Au seuil du bar La Normandie, un «houngan» - prêtre vaudou - le visage baigné de sueur, l'a tracée à la «poudre magique», sous l'effigie du «baron Samedi», maître des cimetières. «S'il revient, on le dévore!» tonne en créole un client, le regard fatigué par l'alcool.

Ici, au quartier général des «attachés», nervis zélés de la police, le rhum coule à flots. Comme pour noyer le compromis de Governors Island, signé le 3 juillet dernier par Jean-Bertrand Aristide et le général Raoul Cédras, artisan de son éviction et commandant en chef des forces armées d'Haïti. Le premier devait, aux termes de l'accord, retrouver, le 30 octobre, les fastes coloniaux du Palais national; il ronge toujours son frein dans le luxe glacé d'une résidence de Washington. Quant au second, il rechigne à faire valoir, ainsi qu'il était convenu, ses droits à la retraite, jugeant trop chiche l'amnistie concédée aux putschistes.

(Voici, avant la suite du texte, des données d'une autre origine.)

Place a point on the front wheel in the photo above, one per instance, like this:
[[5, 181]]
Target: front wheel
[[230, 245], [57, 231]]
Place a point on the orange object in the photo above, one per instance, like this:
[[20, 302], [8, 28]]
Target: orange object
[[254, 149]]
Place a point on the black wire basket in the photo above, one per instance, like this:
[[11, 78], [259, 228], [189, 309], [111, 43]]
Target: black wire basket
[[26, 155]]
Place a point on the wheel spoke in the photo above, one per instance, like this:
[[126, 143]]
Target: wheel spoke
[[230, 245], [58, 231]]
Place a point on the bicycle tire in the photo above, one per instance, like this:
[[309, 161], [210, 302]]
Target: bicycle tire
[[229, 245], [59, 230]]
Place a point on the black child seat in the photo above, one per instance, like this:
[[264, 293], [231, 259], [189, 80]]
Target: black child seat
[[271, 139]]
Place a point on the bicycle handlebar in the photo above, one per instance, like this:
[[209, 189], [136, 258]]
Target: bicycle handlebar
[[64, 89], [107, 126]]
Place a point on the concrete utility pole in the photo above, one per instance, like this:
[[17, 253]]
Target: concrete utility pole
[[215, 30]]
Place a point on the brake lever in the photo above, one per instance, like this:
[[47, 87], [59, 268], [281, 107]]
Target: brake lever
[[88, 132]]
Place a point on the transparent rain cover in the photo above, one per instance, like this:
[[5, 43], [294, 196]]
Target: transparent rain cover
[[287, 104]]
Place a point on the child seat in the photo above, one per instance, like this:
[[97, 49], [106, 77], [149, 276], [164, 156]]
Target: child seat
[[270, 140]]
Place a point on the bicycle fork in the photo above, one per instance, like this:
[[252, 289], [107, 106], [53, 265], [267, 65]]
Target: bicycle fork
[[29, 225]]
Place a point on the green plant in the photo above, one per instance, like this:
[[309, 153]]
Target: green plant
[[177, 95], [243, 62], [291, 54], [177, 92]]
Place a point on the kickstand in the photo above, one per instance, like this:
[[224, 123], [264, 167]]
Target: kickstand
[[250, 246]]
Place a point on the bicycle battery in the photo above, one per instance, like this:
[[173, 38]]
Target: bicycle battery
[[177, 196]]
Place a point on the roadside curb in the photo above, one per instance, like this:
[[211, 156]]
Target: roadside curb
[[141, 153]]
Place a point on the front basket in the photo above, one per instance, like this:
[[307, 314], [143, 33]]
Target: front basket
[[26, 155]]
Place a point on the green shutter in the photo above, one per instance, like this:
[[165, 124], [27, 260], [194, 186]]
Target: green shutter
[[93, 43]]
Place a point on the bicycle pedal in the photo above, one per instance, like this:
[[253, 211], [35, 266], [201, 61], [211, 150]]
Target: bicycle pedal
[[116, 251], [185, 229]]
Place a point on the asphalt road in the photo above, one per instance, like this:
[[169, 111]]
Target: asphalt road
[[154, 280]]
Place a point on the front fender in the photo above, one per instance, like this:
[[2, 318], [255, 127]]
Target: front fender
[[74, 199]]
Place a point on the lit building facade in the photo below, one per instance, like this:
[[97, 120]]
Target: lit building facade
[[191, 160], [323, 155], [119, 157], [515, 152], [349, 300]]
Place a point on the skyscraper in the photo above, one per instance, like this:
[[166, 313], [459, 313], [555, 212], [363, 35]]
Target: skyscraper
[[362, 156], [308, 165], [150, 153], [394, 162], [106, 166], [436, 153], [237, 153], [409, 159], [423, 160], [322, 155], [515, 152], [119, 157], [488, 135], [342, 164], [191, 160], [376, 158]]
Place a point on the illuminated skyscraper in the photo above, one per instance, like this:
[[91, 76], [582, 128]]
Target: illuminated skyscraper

Les fêtards de La Normandie savent bien que les serments sont solubles dans le jus de canne. Lunettes noires, casque lourd et treillis de l'US Army, un caporal s'abandonne au tempo du tambour, tandis qu'un mastodonte surnommé «Rambo» parade sous l'objectif des photographes. Avec une nonchalance étudiée, des porte-flingues en civil promènent leur M 16 américain.

A la nuit tombée, massés sur des pick-up Toyota, attachés et «zenglendos», héritiers des Tontons macoutes de l'ère Duvalier, sillonneront les bas quartiers, lâchant leurs rafales, tantôt vers les étoiles, tantôt à hauteur d'homme.

On dénombre, pour les quatre mois écoulés, plus d'une centaine de meurtres. Le 11 septembre, un commando de tueurs traîne l'homme d'affaires pro-Aristide Antoine Izméry hors de l'église du Sacré-Coeur de Turgeau, puis l'abat d'une balle dans la tête.

Un mois plus tard, le ministre de la Justice, Guy Malary, son chauffeur et un garde du corps sont exécutés non loin de là. Assassinats conduits avec une rigueur toute militaire, sans pour autant que l'armée épargne aux familles ses «condoléances émues». Menacé, le procureur chargé du dossier disparaîtra dans la clandestinité.